Things 20 - 22: NBPLS apps

NB23 Week 9
I have been using the Overdrive app for many years now. I have tested it sporadically on different devices from a PC, to kobo, to smartphones and tablets. I currently have it downloaded on my Windows smartphone and Windows tablet.

I have not yet taken to pleasure reading on the screen. I will admit that the major reason for this is because I tend to want to multitask when I am looking at a screen, and I end up jumping around to different things, rather than remaining just focused on reading. I do, however use Overdrive on my phone (almost constantly) for audiobooks. If you call out to me in public and I don’t respond it is probably because I am walking along with ear buds in, listing to a great book.
I was so happy to find that Overdrive was available as a Windows app, because the major drawback for Windows mobile devices is the lack of selection in apps....
You: “Hey have you tried ***insert name of new app everyone is talking about***?”
Me: “Nope, it’s not available on Windows (at least not yet)”.

Case in point: the BiblioNB App. It is one of those apps for which a Windows version has not been developed. I have played around with the app on the iPad, however, and I am very impressed with all that it does. In fact, I think I prefer the app over the NBPLS website! My favourite part of helping coworkers with this thing is showing them how it can read an ISBN barcode - very cool!

In helping coworkers to do these app things, it was once again made evident that what we need to be learning from all of these “things” is a general comfort and aptitude for navigating the digital world and using internet-based tools (not necessarily how to do these specific things). It seems to me that there is a fundamental shift from the way tasks were done in the workplace of the past to the way tasks are done in the more fluid and changeable digital world. Many of my coworkers want step-by-step instructions; they want to be told, “click here” “click there”, and they expect it to be the same every time. We have tried to accommodate this expectation with, for example, the various deviceinfo sheets that the MPL reference team has created. However, updates and changes happen so frequently it could almost be a fulltime job to keep on top of updating the instructions! As we discovered when returning a book through the iPad Overdrive app, the instruction needed to be updated.

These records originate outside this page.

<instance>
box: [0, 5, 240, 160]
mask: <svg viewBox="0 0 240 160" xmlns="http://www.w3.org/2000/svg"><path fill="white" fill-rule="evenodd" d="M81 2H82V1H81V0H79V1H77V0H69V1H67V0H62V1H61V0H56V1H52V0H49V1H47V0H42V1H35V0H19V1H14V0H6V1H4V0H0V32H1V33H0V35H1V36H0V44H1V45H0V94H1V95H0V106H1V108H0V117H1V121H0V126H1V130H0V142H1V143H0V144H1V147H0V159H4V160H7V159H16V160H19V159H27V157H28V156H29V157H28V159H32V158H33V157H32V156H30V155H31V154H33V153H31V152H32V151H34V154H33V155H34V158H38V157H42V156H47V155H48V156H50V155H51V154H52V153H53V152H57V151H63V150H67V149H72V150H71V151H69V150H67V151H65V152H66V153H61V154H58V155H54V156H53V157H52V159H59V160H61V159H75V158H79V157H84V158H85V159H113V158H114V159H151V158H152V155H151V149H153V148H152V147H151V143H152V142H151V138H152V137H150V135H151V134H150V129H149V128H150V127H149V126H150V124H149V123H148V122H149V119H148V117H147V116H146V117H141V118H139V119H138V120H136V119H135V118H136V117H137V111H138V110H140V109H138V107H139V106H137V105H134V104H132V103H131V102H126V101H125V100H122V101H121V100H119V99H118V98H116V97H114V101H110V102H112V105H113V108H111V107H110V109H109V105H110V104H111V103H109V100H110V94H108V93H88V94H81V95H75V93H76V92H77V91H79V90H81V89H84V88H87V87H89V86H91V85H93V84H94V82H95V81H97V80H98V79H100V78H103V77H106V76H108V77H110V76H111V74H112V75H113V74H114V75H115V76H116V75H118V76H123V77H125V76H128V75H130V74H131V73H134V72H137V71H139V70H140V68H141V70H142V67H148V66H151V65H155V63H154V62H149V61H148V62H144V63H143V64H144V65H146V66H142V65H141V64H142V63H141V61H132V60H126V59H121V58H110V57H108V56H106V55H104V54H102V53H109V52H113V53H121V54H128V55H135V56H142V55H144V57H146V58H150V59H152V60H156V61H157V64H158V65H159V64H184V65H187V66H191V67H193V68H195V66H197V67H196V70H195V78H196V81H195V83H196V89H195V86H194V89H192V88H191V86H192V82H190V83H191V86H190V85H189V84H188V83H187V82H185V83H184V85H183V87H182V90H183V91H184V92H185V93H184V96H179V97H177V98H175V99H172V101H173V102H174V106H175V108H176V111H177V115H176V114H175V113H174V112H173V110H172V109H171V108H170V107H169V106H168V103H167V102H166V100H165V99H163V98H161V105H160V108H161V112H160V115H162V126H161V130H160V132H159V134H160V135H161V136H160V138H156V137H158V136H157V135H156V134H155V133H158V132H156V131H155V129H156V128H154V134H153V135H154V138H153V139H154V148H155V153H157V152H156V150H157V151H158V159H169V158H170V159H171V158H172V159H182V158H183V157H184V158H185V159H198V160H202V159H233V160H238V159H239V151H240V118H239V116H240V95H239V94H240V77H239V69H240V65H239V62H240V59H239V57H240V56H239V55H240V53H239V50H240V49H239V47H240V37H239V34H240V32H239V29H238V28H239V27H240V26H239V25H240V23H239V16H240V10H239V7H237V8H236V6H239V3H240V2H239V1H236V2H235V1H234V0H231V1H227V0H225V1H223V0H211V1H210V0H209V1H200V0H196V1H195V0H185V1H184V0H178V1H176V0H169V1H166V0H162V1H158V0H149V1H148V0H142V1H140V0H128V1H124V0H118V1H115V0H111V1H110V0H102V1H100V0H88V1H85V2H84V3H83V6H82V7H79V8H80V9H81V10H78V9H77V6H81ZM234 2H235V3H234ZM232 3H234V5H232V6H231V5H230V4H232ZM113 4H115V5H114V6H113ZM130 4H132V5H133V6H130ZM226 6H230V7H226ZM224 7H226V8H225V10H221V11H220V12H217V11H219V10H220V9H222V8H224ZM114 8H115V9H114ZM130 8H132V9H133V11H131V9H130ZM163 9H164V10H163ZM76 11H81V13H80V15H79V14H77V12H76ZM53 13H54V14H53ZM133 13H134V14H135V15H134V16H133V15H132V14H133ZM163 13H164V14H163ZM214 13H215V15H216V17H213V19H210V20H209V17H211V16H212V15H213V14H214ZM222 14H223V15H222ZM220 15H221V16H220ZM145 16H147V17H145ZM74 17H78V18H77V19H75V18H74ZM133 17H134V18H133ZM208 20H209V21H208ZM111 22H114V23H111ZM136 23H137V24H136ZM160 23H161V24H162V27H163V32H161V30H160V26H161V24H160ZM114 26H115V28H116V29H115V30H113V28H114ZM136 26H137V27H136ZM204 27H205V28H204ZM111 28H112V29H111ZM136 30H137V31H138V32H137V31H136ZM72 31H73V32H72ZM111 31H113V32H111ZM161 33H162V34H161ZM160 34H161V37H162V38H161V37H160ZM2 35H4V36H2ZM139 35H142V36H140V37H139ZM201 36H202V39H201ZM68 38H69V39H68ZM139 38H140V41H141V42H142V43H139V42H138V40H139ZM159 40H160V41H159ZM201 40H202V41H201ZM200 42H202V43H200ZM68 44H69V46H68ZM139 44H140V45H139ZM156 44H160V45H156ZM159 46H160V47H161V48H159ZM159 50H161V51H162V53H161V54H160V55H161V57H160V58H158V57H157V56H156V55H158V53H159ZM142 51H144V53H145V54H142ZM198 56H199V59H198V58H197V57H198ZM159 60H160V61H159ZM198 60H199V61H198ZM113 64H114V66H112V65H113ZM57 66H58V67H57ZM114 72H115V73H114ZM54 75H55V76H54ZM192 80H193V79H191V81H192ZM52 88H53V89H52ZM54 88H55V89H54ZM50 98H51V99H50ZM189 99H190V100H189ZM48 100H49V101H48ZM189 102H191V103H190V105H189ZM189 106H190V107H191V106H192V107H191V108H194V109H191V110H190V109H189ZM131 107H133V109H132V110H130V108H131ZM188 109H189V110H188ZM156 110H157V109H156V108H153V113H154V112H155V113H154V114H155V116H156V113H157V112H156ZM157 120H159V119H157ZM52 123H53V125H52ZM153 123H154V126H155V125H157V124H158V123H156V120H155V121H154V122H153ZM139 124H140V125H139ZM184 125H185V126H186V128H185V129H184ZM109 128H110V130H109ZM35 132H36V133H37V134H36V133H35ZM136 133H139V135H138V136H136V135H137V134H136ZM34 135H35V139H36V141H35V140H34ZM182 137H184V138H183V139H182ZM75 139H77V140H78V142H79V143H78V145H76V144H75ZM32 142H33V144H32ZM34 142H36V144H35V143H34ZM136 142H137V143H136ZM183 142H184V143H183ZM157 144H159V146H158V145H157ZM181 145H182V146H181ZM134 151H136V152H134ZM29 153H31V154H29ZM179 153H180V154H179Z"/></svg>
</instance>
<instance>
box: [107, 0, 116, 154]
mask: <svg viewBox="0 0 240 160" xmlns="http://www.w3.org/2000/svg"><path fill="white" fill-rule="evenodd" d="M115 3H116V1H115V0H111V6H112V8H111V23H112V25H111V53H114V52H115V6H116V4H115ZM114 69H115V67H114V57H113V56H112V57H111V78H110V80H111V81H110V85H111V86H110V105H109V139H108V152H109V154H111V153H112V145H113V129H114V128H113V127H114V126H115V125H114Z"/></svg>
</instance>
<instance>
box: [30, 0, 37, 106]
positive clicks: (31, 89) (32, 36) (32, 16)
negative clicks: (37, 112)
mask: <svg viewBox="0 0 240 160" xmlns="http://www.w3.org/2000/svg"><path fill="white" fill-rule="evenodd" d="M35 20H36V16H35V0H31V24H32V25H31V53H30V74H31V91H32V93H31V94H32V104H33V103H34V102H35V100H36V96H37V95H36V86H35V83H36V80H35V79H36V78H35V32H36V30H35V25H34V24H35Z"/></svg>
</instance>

The smart people at the MPL reference department knew, of course, that rather than updating these instructions, the more efficient solution is to remove these detailed instructions (users can rely on the app's help menu, if necessary).

I hope that one of the outcomes of the 23 things training is that, these workers will liberate themselves from step-by-step instructions, so that they are not stuck when the instructions are unavailable or out of date.